Местный священник считал его самым отпетым еретиком и поэтому не пытался успокоить своих прихожан, пребывающих во власти кошмара. Совсем напротив. Во время мессы он сказал:
— Это кара божья!
Антонио Роке вспомнил, как ухаживал за племянницами священника, сначала за Розой, потом за Эмилией, и перепрыгивал через стену, окружающую сад, чтоб взобраться по апельсинному дереву до окошка этого респектабельного дома. Точь-в-точь как в романах Камило[7] — трагическая любовь и развязка с выстрелами из мушкетона. Но, видимо, у священникова ружья покривился ствол, ибо, хотя в него и стреляли в упор, цели достигла лишь одна дробинка, поцарапавшая ему левое ухо. Так что с этой стороны нельзя ждать ничего, кроме самого ядовитого сгущения красок. Ну да будь что будет…

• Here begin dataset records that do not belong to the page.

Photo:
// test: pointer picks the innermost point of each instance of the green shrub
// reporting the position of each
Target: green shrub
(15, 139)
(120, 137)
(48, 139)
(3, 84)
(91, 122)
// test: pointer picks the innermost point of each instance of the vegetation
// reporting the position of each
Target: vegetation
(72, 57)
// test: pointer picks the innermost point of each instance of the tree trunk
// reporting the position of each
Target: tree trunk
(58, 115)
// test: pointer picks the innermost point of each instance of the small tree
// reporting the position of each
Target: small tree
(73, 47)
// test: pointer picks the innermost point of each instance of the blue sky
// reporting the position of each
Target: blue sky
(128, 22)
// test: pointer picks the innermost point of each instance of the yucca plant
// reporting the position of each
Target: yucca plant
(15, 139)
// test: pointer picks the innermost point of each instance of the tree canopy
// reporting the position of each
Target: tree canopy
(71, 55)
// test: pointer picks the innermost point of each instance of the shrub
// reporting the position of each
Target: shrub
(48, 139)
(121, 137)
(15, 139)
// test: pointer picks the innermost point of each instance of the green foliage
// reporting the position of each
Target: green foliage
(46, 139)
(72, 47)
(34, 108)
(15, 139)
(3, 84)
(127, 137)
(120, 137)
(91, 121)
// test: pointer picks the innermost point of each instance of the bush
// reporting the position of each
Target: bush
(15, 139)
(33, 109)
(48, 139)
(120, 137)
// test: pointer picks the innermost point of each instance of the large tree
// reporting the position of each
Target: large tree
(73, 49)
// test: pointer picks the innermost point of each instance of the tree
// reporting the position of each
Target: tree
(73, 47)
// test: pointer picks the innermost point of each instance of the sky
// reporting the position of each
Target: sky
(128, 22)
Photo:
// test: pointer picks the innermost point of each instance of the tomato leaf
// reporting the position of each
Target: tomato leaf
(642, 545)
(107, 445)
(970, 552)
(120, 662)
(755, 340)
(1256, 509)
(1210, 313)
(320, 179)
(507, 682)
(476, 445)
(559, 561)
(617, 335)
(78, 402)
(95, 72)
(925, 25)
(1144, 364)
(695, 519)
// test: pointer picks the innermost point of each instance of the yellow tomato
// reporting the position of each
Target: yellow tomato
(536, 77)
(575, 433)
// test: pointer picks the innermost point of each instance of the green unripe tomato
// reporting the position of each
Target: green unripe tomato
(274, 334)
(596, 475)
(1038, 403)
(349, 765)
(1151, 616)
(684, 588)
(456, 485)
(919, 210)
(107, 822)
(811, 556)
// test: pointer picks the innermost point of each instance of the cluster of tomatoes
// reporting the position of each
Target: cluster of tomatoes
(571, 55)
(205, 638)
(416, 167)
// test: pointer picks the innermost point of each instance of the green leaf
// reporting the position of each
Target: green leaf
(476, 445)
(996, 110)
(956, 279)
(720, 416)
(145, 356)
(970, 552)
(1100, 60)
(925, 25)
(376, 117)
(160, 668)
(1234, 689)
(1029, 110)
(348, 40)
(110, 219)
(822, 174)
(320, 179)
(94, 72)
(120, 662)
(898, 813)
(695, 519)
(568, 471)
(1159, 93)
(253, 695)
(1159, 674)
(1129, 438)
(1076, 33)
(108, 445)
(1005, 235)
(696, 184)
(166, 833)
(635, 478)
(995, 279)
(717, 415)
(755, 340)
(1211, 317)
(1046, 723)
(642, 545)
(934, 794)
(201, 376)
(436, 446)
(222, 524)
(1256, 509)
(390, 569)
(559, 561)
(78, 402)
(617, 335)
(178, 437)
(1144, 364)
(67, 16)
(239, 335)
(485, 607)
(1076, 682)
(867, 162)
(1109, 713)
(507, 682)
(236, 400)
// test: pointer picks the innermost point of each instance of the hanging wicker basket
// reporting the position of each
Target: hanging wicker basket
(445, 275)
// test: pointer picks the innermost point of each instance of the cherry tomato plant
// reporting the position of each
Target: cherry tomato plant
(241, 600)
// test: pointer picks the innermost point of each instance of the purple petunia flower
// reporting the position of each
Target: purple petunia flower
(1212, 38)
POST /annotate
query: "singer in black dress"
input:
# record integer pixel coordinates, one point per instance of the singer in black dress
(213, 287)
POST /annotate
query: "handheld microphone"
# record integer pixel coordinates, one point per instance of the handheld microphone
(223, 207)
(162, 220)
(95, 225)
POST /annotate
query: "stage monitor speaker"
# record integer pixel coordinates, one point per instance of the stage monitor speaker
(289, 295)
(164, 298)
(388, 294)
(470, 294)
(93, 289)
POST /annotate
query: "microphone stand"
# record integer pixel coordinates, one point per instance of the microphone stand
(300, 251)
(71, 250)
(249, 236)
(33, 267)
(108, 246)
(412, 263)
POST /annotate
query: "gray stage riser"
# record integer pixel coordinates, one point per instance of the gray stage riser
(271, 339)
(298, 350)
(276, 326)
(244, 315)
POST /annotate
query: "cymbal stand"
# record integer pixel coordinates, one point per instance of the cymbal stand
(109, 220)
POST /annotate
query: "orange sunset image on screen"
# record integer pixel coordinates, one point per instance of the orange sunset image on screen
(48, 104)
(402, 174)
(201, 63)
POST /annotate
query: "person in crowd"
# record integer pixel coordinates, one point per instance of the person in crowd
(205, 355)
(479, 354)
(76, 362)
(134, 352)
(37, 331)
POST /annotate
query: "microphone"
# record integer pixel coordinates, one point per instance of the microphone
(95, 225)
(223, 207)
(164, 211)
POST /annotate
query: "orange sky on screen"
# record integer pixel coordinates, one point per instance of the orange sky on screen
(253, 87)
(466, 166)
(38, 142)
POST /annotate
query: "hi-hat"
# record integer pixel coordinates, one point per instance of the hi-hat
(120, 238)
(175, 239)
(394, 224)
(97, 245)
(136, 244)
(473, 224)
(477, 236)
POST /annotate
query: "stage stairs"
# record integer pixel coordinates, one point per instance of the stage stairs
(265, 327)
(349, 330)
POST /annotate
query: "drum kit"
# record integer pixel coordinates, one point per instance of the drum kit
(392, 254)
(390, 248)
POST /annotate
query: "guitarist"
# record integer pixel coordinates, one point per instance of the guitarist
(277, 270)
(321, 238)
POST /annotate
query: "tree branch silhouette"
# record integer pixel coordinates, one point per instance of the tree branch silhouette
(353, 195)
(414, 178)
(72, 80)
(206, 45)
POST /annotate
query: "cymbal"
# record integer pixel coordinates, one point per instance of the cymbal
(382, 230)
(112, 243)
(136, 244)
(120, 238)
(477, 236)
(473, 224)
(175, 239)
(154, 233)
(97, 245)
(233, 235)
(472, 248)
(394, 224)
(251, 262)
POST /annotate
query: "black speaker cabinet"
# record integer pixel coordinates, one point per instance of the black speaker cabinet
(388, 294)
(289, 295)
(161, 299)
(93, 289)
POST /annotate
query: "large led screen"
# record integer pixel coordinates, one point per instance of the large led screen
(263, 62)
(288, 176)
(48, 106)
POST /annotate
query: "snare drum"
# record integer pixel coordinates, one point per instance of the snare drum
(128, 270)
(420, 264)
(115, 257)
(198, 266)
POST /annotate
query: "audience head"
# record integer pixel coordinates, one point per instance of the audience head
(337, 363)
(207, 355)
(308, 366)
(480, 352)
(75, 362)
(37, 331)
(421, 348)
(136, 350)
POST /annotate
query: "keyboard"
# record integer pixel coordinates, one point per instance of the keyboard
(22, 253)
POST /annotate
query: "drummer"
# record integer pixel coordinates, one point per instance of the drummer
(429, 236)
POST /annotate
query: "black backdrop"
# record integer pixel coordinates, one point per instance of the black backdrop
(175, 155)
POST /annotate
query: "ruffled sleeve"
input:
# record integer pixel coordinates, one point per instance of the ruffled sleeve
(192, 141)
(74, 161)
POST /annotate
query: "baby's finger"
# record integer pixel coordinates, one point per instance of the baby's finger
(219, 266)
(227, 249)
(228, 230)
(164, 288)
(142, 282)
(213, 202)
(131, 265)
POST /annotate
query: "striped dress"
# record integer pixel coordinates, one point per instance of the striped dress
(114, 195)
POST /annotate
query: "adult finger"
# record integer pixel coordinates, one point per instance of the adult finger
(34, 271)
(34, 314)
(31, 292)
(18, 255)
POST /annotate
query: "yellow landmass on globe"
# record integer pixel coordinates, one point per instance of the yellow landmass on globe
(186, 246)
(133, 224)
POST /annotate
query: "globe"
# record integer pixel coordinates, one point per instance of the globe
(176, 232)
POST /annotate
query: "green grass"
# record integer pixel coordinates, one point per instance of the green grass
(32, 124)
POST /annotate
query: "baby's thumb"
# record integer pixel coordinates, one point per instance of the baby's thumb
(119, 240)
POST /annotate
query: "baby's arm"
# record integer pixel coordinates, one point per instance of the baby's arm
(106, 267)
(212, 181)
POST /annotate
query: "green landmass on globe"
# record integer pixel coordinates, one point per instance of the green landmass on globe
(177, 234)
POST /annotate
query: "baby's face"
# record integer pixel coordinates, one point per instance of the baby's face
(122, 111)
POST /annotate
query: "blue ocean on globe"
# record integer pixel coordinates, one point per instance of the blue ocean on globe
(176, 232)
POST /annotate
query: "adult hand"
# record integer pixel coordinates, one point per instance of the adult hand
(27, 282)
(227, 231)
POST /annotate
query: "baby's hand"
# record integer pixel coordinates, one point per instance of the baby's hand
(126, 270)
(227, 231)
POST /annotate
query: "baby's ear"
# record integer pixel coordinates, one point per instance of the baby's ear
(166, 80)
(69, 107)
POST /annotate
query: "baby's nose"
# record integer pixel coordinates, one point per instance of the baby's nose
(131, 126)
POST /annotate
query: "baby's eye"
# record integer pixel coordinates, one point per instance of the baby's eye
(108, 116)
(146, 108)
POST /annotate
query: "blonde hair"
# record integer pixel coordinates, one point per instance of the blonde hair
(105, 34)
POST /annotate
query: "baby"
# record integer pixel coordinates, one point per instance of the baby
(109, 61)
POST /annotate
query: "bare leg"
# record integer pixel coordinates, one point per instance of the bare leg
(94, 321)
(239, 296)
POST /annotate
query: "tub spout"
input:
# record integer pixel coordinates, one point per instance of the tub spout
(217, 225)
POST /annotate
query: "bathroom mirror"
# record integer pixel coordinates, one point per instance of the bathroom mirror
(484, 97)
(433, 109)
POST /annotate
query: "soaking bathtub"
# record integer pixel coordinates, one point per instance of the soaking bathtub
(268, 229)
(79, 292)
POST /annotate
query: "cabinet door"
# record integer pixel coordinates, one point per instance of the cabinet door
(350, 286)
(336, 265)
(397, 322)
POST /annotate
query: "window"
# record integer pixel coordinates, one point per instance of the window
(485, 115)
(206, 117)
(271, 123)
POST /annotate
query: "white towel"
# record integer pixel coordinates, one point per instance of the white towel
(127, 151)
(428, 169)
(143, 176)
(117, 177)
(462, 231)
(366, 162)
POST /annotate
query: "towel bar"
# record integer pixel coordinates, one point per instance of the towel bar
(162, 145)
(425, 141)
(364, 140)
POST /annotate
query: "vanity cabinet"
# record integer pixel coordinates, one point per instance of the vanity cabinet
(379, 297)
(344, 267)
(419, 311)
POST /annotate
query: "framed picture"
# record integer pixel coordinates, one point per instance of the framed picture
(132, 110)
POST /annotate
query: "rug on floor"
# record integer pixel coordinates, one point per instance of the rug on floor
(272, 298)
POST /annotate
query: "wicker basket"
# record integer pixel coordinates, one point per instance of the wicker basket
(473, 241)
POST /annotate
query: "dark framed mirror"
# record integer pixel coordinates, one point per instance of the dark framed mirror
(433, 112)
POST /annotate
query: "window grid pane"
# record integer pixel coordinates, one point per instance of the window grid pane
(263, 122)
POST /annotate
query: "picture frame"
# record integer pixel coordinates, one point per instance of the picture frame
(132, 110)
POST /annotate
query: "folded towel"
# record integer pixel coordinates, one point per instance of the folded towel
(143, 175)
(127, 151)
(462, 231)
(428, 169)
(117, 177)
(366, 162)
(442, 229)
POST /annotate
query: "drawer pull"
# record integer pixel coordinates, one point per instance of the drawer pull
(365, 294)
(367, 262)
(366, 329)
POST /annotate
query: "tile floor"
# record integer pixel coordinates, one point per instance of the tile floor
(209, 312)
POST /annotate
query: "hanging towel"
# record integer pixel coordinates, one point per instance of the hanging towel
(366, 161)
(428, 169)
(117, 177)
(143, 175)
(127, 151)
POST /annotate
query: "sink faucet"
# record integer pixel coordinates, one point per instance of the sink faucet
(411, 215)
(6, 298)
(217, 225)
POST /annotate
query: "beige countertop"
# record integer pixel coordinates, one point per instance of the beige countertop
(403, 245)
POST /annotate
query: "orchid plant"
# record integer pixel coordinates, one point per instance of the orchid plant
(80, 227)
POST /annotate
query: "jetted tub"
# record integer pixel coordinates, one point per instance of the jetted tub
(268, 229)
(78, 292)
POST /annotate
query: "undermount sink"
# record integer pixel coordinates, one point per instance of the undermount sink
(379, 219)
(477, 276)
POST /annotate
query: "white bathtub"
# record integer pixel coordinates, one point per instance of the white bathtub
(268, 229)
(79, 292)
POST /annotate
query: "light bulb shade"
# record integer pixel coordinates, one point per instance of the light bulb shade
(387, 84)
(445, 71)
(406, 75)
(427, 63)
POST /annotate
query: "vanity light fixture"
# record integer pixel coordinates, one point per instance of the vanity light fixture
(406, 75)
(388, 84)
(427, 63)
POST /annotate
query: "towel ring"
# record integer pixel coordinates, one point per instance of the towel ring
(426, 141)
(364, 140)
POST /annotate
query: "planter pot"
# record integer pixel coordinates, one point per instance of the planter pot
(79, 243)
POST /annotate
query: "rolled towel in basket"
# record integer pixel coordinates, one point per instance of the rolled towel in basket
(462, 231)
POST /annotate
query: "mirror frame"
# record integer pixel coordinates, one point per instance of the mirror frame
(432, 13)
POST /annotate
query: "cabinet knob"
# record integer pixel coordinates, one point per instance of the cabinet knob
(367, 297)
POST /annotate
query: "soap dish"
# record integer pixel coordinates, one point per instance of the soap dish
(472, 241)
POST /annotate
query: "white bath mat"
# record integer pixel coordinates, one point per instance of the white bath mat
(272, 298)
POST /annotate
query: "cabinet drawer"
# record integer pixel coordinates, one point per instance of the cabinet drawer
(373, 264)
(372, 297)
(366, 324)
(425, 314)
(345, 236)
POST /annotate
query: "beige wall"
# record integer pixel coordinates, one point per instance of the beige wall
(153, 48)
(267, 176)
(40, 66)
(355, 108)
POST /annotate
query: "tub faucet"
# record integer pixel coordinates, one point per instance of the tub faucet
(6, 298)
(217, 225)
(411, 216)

Вид ручейка внизу, искрящегося светом и плотно зажатого меж зеленью берегов, вызвал в нем чувство неожиданной встречи с чистейшей души другом, которого он уже так давно не видел. Там, у запруды, он любил летом купаться, голый и свободный, как дикое животное. «Важнее всего быть естественным. С собой самим, со всеми и во всем». А истина, как оливковое масло, говорили в селенье, — всегда всплывает на поверхность. «Карр-р! Кар-рр!» Вороны все летели там, в синем небе, и казалось, нет им конца. Он шел теперь по белой тропинке, змеящейся по крутому берегу реки. И вдруг заметил, что большая черная туча застилает вершину Кабесо-до-Лебрао, что было верным признаком дождя. Придется укрыться на мельнице, которая как раз показалась неподалеку, круто высясь над водопадом. Видно было, как вода бурлила и пенилась, пробиваясь струями сквозь отверстие мельничного колеса, у подножия маленькой постройки из неотесанного черного камня. Наверно, внутри никого нет… Хорошо бы. Он знал, что ключ всегда на притолоке. В этих местах еще недавно ни один дом вообще не запирался. Никто не знал, что такое воры, пока однажды какой-то нищий, проходя через селенье, не украл мотыгу. Это вызвало панику. И появился ключ в замке — первый во всей округе… Кажется, на мельнице кто-то есть… Упали первые большие капли дождя… Он ускорил шаг. На корточках в углу мельник, орудуя лопатой, наполнял большой куль.
— Добрый день.
Мельник молча, словно у него пропал голос, поднес руку к перепачканной мукой шапке и еще ниже нагнулся за завесой белой пыли, висящей над жерновом. Губы Антонио Роке тронула легкая усмешка жалости, и он продолжал:
— Воды тут хватает. Было бы что молоть… На ломоть хлеба в день всегда наберется…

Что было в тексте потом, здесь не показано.